BRITE Pivot: Nanomechanics of Strongly Correlated Materials
openNSF
Strongly correlated materials are an emerging class of materials where electron-electron correlations play an important role. The strong electron-electron correlations give rise to unique mechanical, thermal, chemical, optical, and electrical properties with applications in lightweight high-strength alloys, energy conversion, catalysis, and porous materials for sensing and separations. Despite their importance, the mechanical characterization of these materials including their properties, stress-strain behavior, surface mechanics, and dynamical response under loading remain elusive. The challenges in characterizing these materials originate from the lack of methods that can accurately determine the electron-electron correlation energies and scale reasonably with the number of electrons on classical computers. Quantum computers offer a potentially attractive approach to tackle these difficult problems. This BRITE PIVOT award supports fundamental research that seeks to develop algorithms to understand the mechanics of strongly correlated materials on quantum computers.

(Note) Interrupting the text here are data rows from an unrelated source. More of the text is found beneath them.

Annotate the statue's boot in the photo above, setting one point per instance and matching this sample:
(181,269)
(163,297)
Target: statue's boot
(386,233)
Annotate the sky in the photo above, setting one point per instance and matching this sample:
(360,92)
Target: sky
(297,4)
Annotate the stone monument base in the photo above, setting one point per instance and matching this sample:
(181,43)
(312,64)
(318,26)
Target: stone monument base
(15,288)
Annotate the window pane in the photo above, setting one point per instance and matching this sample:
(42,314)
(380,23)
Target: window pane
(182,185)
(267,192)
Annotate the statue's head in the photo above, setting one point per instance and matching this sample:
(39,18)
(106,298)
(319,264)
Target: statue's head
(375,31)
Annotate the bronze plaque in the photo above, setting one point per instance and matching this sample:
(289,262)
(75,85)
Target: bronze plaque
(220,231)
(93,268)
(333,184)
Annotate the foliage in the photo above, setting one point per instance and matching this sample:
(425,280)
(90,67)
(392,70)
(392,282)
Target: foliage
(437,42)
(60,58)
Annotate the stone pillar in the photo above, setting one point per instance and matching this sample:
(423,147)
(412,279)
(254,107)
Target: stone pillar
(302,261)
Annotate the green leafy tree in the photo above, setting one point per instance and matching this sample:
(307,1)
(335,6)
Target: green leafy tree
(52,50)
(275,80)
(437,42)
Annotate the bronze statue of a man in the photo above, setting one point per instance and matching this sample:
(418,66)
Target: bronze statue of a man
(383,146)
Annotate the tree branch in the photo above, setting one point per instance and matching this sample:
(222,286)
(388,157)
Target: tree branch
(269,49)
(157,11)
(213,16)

The education and outreach plan includes training opportunities in the highly interdisciplinary areas of quantum computing, mechanics, and correlated materials, undergraduate research mentoring, a workshop for graduate students and postdocs pursuing careers in research, and public dissemination of project outcomes, especially a video module on introductory quantum computing concepts.
Understanding the mechanics of correlated materials is challenging because of the strong role electron-electron interactions play in the total energy of a material. Quantum-mechanical methods such as the density functional theory are widely used to compute electron-electron interaction energy. However, density functional theory can be inaccurate for strongly correlated materials and beyond density functional theory methods such as, for example, coupled cluster, are needed. While beyond density functional theory methods can treat electron-electron interactions more accurately, they exhibit exponential scaling on classical computers and are not suitable for correlated materials. Quantum computers are a promising solution for correlated materials as they exploit superposition and entanglement principles and can potentially perform calculations in a computationally efficient manner. To accurately determine the electron-electron correlation energy and the total energy of a material, this research will perform computations that will use hybrid classical and quantum hardware and a fragmentation-based framework that integrates variational quantum eigen solver with post Hartree-Fock electronic structure methods like coupled cluster. Once the energy and its variation with strain is understood, fundamental mechanics studies focusing on mechanical properties, anharmonicity, stress-strain behavior, failure, surface adsorption, dynamic behavior under loading, and other phenomena will be performed. The knowledge generated looks to relate electron correlation effects to fundamental mechanics of this emerging class of materials.
This award reflects NSF's statutory mission and has been deemed worthy of support through evaluation using the Foundation's intellectual merit and broader impacts review criteria.